Na de geboorte gaf Semiramis de bevolking van Babylon de opdracht een boom uit het bos te halen en die te versieren met kleine balletjes die de zon moesten voorstellen. Opvallend bij dit verhaal is dat de hoofdlijnen bijzonder veel overeenkomst vertonen met de geboorte van de Heere Jezus. De vrouw is een maagd die op bovennatuurlijke wijze een zoon ontving. De zoon stierf op gewelddadige wijze. Echter, als ‘god’ kwam hij tot nieuw leven. Semiramis werd in het latere Assyrische rijk vooral bekend onder de naam Astarte. De naam Astarte betekent: ‘Asht-tart’ dat betekent ‘de vrouw die torens maakte’. Bij de altaren van Astarte werden bij voorkeur dennenbomen geplant. Tijdens offerfeesten werden deze bomen versierd. Ook werden in het oude Babylon afbeeldingen van zon, maan en sterren gebruikt. Dit alles ter ere van de zonnegod. De Pagan-gelovige gebruikte ook slingers van bloemen als offer voor de boomgeest.

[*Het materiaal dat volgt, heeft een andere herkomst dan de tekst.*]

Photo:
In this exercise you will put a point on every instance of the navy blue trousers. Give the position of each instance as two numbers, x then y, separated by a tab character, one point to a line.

De Bijbel maakt duidelijk dat het kappen, versieren en in je huis plaatsen van een boom een afgodisch gebruik is. De profeet Jeremia zegt daar het volgende over Jeremia 10 vers 1-5: Hoort het woord, dat de Heere tot u spreekt, huis van Israël! Zo zegt de Heere: Gewen u niet aan de weg der volken en schrikt niet voor de tekenen aan de hemel, omdat de volken daarvoor schrikken. Want de handelswijze der volken, die is nietigheid: want als een stuk hout heeft men het uit het woud gehakt, arbeid van werkmanshanden met de bijl, met zilver en goud siert men het op, met spijkers en hamers maakt men het vast, zodat het niet waggelt.
Jeremia spreekt hier over het gebruik van bomen uit het bos hakken en opsieren. Zij doen dit vanwege de ‘tekenen aan de hemel’, de terugkeer van de zon. Dat is dan ook de basis van het kerstfeest zoals dat tegenwoordig wordt gevierd: verlichte en opgesierde bomen en alles wat daar zoal bij hoort. Toen de jaren verstreken werd 25 december een dag waarop over de hele aarde de zon werd aanbeden. Het was een tijd van orgieën, babyoffers, dronkenschap en vrolijkheid.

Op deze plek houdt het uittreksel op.